As anyone who’s navigated the social mine-fields of adolescence can attest, it’s tough to straddle two cliques at once. Cheerleaders don’t hang out with chess-club members. Rebels don’t run for student-body president. And football players don’t recite Shakespearean sonnets on the sidelines.

Unless the football player is Steve Harris, who, as a student at Northern Illinois University in the late ‘80s, alternated between hitting quarterbacks on the field and hitting his marks onstage. Now 33, his glory days on campus gone, Harris is hearing the cheers for his portrayal of intense, fast-talking attorney Eugene Young on the ABC series The Practice (Sundays, 10 P.M./ET), created by David E. Kelley.

As brawny and brainy Eugene, Harris is now giving viewers something to talk about-a larger-than life character who keeps Dylan McDermott’s brash Bobby Donnell toeing the moral line. "When he walked in David [Kelley] saw his talent," says executive producer Jeffrey Kramer. "You couldn’t take yours eyes off of him. He read, and we all knew he would be Eugene."

Harris disciplined himself early, devoting his time to football and academics as child growing up on Chicago’s West side. He remembers tossing a ball with his father, John, a bus driver, as early as age 4. "I was enamored with football," he says. "I think I fell in love with it because my dad used to watch it all the time. And I loved my father. I loved to watch games with him."

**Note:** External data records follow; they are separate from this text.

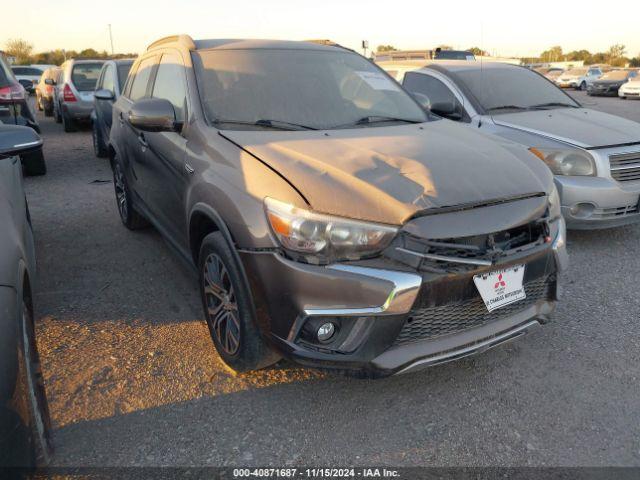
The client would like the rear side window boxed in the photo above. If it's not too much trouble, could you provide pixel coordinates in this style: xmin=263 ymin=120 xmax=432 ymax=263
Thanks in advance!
xmin=129 ymin=57 xmax=157 ymax=101
xmin=152 ymin=53 xmax=187 ymax=121
xmin=117 ymin=63 xmax=132 ymax=91
xmin=72 ymin=63 xmax=103 ymax=91
xmin=0 ymin=57 xmax=14 ymax=88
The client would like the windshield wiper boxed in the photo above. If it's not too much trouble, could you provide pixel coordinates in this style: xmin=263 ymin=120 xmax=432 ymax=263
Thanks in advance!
xmin=486 ymin=105 xmax=529 ymax=112
xmin=212 ymin=118 xmax=317 ymax=131
xmin=330 ymin=115 xmax=424 ymax=129
xmin=528 ymin=102 xmax=579 ymax=109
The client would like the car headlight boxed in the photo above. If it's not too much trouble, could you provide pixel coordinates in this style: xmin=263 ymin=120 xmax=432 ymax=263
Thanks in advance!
xmin=264 ymin=197 xmax=398 ymax=264
xmin=529 ymin=147 xmax=596 ymax=176
xmin=548 ymin=185 xmax=561 ymax=219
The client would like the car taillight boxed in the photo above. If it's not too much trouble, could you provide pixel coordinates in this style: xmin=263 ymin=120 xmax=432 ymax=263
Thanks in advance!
xmin=0 ymin=83 xmax=26 ymax=103
xmin=45 ymin=85 xmax=53 ymax=94
xmin=63 ymin=84 xmax=77 ymax=102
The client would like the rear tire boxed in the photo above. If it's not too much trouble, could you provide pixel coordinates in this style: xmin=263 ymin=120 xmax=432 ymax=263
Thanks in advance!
xmin=198 ymin=232 xmax=280 ymax=373
xmin=92 ymin=122 xmax=108 ymax=158
xmin=579 ymin=81 xmax=587 ymax=91
xmin=22 ymin=151 xmax=47 ymax=177
xmin=112 ymin=159 xmax=148 ymax=230
xmin=36 ymin=94 xmax=43 ymax=111
xmin=62 ymin=109 xmax=77 ymax=132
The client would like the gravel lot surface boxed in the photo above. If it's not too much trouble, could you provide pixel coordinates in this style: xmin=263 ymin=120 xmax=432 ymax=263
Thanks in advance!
xmin=24 ymin=91 xmax=640 ymax=467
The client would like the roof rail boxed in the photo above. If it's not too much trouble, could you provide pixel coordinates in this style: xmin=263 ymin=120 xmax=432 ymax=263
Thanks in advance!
xmin=147 ymin=34 xmax=196 ymax=52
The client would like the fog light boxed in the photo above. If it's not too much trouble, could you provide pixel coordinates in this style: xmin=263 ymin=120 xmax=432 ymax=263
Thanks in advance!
xmin=569 ymin=202 xmax=595 ymax=219
xmin=317 ymin=322 xmax=336 ymax=342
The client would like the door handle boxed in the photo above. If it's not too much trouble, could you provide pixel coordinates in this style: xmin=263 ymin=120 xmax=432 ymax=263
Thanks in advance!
xmin=137 ymin=133 xmax=148 ymax=148
xmin=118 ymin=111 xmax=125 ymax=125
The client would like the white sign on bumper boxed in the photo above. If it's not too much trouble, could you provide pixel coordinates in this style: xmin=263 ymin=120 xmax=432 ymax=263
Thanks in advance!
xmin=473 ymin=265 xmax=526 ymax=312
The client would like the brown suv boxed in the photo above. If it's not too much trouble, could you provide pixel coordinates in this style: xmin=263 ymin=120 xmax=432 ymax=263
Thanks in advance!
xmin=108 ymin=35 xmax=567 ymax=377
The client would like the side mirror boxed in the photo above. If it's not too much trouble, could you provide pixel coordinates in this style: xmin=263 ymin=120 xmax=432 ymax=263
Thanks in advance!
xmin=0 ymin=125 xmax=43 ymax=158
xmin=430 ymin=101 xmax=463 ymax=121
xmin=44 ymin=78 xmax=56 ymax=86
xmin=409 ymin=91 xmax=431 ymax=111
xmin=18 ymin=79 xmax=34 ymax=93
xmin=95 ymin=88 xmax=115 ymax=100
xmin=128 ymin=98 xmax=178 ymax=132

"My folks said I could go to any high school I wanted to, and I picked St. Joseph because I thought I could be the Isaiah Thomas to their football program," says Harris. "I knew if I went to that school I had a good opportunity to get to college."

But he had to keep his grades up to play football, a condition imposed on Harris and his younger brother, Sherwin now 29 and also an actor, by their stay-at-home mother, Mattie. "My mom kept us in line about our grades," Harris says.

"Whatever we were allowed to do was predicated on the grades we had. If we got into [academic] trouble, then something had to be cut. I adored football, so I made sure my grades were good."

At Northern Illionois University, Harris switched to playing linebacker. After taking a drama class because "I literally thought it would be an easy A," Harris landed a starring role in the university's production of "Master Harold and the Boys." His friends on the football team were supportive of his interest in acting, he says, even though they teased him.

"The jocks had the 'fairy' jokes, and the drama team had the 'dumb jock' jokes. But one thing about it: The football players came to see me act. The actors never went to a football game."

A torn ankle ligament dashed Harris's aspirations of playing pro ball, prompting him to pursue his other passion: He earned a master's degree in theater at the University of Delaware. "The beauty of being 33 is that I'm still acting, but football players my age are retiring," he says. (Harris can be seen as an internal-affairs detective in this April's film remake of The Mod Squad.)

So he's defending colleagues in the courtroom instead of on the field, and cracking jokes on-set instead of cracking his opponents' heads. "It's truly a pleasure to go to work," says Harris, as he prepares to head home. "I'm having a ball."